Da er, wie ich auch, eher frei aus dem Bauch raus kocht. Ist das hier kein richtiges Rezept, sondern mehr eine „offene Anleitung“, wie das Thai Curry am besten gelingt. Deshalb gibt es hier auch keine absolut gültigen Angaben zu den Zutaten.

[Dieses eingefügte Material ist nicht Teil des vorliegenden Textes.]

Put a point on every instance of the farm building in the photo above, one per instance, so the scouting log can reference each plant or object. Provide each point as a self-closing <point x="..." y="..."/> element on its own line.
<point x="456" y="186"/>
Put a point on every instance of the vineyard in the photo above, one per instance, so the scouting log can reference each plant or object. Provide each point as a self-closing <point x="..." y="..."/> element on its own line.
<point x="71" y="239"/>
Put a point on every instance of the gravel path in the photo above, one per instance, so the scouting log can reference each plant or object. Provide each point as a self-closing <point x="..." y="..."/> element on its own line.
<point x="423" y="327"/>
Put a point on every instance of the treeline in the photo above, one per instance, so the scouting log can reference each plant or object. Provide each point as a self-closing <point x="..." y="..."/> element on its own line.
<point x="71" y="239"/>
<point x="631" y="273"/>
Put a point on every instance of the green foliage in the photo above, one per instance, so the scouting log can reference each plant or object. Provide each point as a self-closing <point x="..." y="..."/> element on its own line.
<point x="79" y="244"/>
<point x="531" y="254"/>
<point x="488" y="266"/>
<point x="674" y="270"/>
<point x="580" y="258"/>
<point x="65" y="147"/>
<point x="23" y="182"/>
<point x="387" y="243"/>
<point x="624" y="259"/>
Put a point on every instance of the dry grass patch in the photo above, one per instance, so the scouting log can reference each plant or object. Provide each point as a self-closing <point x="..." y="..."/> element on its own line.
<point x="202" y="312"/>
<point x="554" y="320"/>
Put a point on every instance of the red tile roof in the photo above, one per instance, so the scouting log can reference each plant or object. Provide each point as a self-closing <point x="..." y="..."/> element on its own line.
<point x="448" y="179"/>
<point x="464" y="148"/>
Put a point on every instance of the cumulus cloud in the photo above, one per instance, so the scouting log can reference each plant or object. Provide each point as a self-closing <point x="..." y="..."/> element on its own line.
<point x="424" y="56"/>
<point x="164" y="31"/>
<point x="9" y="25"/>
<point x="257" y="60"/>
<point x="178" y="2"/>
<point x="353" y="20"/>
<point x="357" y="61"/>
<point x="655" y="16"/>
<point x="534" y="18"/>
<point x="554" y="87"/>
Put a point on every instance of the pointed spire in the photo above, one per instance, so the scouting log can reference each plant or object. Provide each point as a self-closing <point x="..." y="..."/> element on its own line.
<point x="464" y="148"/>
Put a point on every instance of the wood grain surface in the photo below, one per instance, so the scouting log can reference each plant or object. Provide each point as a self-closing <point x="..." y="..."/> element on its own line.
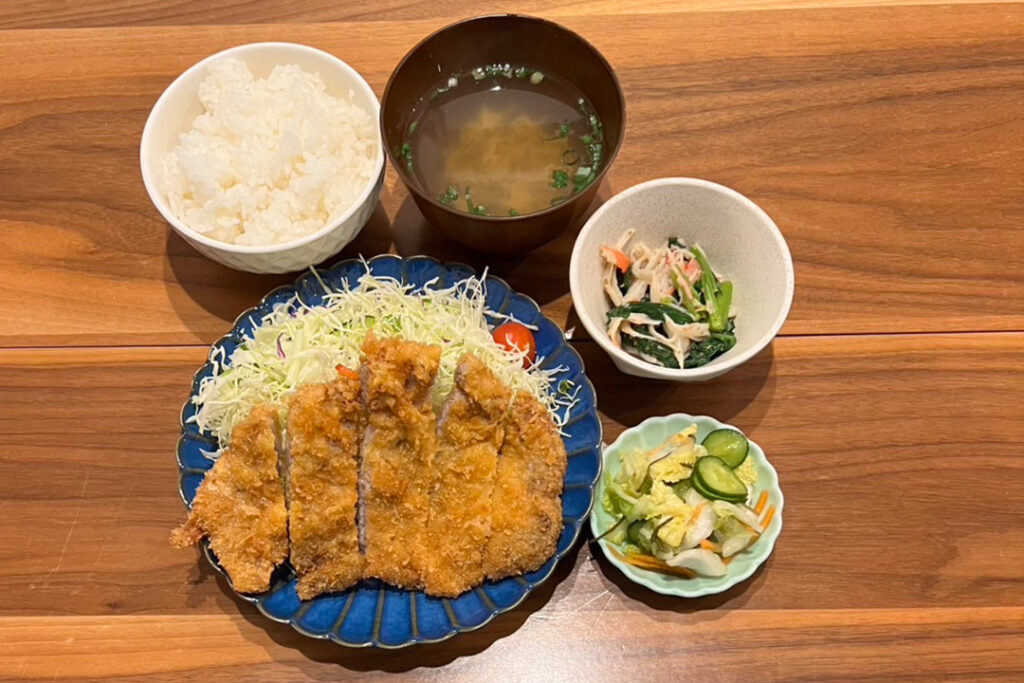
<point x="886" y="142"/>
<point x="898" y="456"/>
<point x="885" y="138"/>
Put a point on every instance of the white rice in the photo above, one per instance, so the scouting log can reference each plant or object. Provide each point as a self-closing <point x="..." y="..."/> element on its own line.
<point x="271" y="160"/>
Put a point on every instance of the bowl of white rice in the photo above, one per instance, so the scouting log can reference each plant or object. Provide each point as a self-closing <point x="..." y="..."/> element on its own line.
<point x="265" y="157"/>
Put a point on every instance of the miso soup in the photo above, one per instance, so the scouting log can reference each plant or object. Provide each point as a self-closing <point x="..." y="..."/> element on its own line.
<point x="503" y="140"/>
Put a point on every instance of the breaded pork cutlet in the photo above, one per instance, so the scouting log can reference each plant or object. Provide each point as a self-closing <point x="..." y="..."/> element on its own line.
<point x="469" y="433"/>
<point x="241" y="505"/>
<point x="526" y="512"/>
<point x="325" y="427"/>
<point x="397" y="456"/>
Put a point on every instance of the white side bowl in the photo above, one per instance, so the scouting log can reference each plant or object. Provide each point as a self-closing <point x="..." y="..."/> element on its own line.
<point x="742" y="245"/>
<point x="177" y="109"/>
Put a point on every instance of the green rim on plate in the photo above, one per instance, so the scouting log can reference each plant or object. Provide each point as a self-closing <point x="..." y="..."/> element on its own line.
<point x="648" y="434"/>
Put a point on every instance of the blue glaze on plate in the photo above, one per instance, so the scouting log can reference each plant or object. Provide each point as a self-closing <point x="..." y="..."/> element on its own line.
<point x="373" y="613"/>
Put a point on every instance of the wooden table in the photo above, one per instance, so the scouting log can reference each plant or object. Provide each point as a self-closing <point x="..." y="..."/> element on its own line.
<point x="886" y="140"/>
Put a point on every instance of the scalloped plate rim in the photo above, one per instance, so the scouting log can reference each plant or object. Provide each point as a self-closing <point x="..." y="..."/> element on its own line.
<point x="333" y="634"/>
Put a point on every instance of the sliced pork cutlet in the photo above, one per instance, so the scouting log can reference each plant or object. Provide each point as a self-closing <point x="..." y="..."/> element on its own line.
<point x="469" y="433"/>
<point x="397" y="456"/>
<point x="322" y="474"/>
<point x="241" y="505"/>
<point x="526" y="511"/>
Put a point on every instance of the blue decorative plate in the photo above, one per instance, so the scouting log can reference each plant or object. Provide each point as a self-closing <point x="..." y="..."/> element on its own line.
<point x="373" y="612"/>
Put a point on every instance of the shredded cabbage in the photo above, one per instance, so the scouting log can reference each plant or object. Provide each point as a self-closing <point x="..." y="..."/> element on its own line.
<point x="297" y="344"/>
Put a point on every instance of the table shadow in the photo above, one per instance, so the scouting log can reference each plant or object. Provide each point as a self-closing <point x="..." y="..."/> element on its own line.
<point x="744" y="393"/>
<point x="225" y="293"/>
<point x="414" y="656"/>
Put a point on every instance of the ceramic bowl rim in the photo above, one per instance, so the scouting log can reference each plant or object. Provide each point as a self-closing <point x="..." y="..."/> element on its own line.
<point x="609" y="158"/>
<point x="765" y="545"/>
<point x="169" y="93"/>
<point x="715" y="368"/>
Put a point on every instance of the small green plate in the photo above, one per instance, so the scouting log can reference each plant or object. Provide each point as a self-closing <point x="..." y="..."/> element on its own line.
<point x="650" y="433"/>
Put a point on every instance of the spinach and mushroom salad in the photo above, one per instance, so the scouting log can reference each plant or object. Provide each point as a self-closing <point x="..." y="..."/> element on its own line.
<point x="668" y="305"/>
<point x="503" y="140"/>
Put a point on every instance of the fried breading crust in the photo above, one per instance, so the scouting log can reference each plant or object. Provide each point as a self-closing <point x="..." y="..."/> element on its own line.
<point x="325" y="427"/>
<point x="241" y="505"/>
<point x="526" y="512"/>
<point x="469" y="434"/>
<point x="397" y="455"/>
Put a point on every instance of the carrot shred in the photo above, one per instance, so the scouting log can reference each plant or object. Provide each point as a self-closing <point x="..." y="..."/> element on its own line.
<point x="621" y="260"/>
<point x="652" y="563"/>
<point x="762" y="499"/>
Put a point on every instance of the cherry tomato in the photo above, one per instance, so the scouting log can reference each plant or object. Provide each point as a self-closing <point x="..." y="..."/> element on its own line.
<point x="516" y="337"/>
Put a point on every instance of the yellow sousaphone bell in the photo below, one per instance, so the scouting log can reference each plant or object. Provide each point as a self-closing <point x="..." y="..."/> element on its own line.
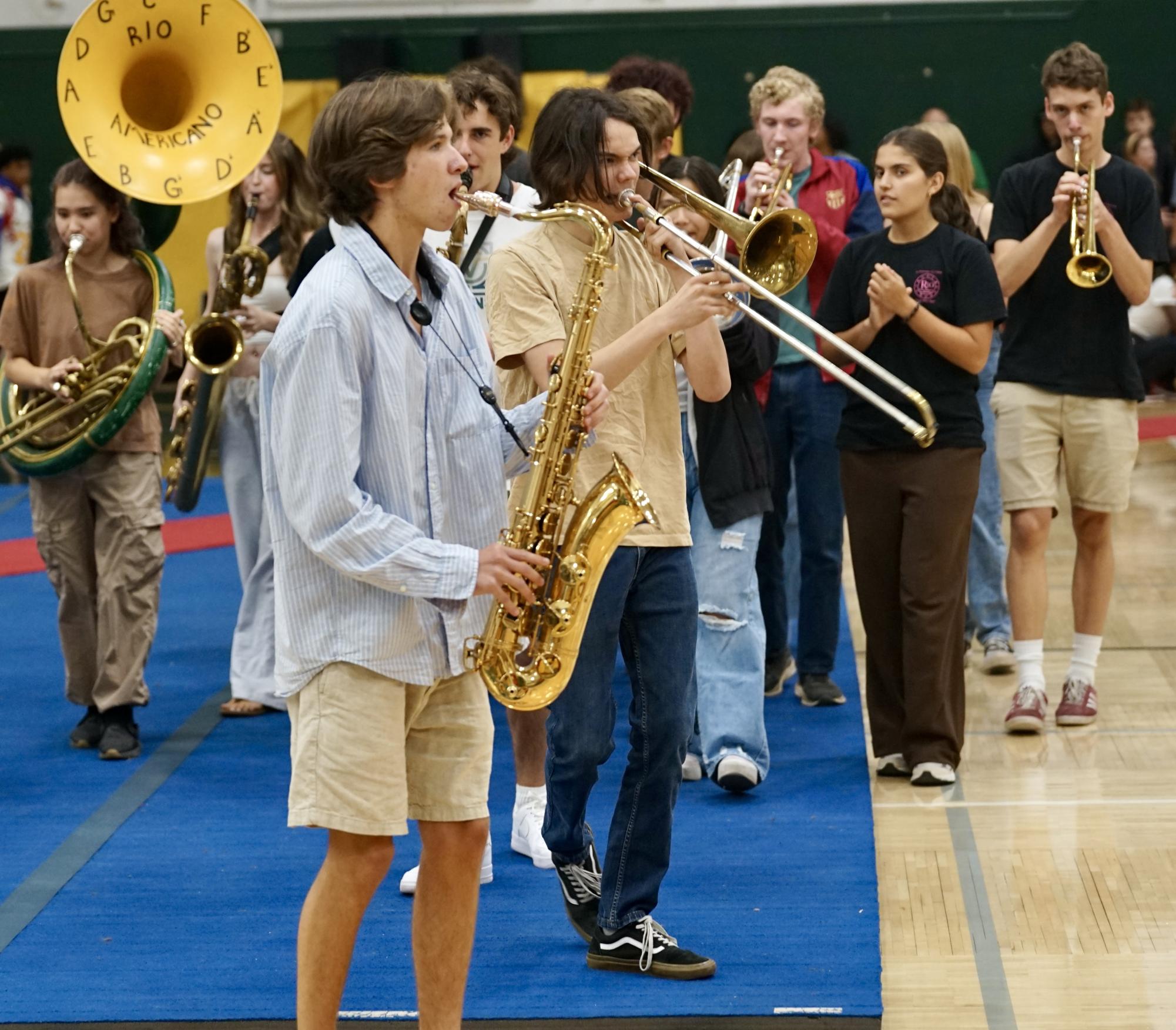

Ich versuche euch mal zu beschreiben, was zutun ist und schätze ungefähr die Menge der Zutaten ein. Ihr könnt natürlich frei wählen, wie viel ihr von welcher Zutat nehmen möchtet.

Zutaten:

  • 1-2 rote Paprika, 2 Karotten, 200 g Kräuterseitlinge oder Champignons, 200 g Zuckerschoten
  • 1 EL Olivenöl
  • 2-3 Zehen Knoblauch, 1 Zwiebel
  • Ingwer
  • 1 Dose Kichererbsen, 100 g Mungbohnen, 100 g Erbsen
  • 1 Dose Kokosmilch
  • 1 TL Erdnussmus, 1 Dose Kokosmilch, 1 EL Currypaste
  • Curry, Kurkuma, etwas Zitronensaft
  • Ananas (gestückelt in der Dose)
  • Petersilie

Zubereitung:

Das härtere Gemüse (Paprika, Karotten) und die Kräuterseitlinge werden klein geschnitten und in Olivenöl scharf angebraten. Dazu kommen Ingwer, Knoblauch, Zwiebeln und ein EL Currypaste. Das Ganze dünstet man nun einige Minuten an und fügt dann noch Kichererbsen, Mungbohnen, Erbsen und Zuckerschoten hinzu und dünstet diese ebenfalls kurz an. Anschließend mit Kokosmilch ablöschen, mit Curry und Kurkuma würzen und das Erdnussmus hinzugeben. Am Schluss kann man noch Ananasstückchen aus der Dose beimengen und je nach Bedarf auch noch etwas Zitronensaft. Jetzt wird das Ganze mit Reis und Kräutern kombiniert und fertig! Wenn euch die Soße zu dickflüssig sein sollte, dann könnt ihr natürlich noch etwas Gemüsebrühe hinzufügen. Ist die Soße zu flüssig, passt beispielsweise Erdnussmus ganz gut hinein.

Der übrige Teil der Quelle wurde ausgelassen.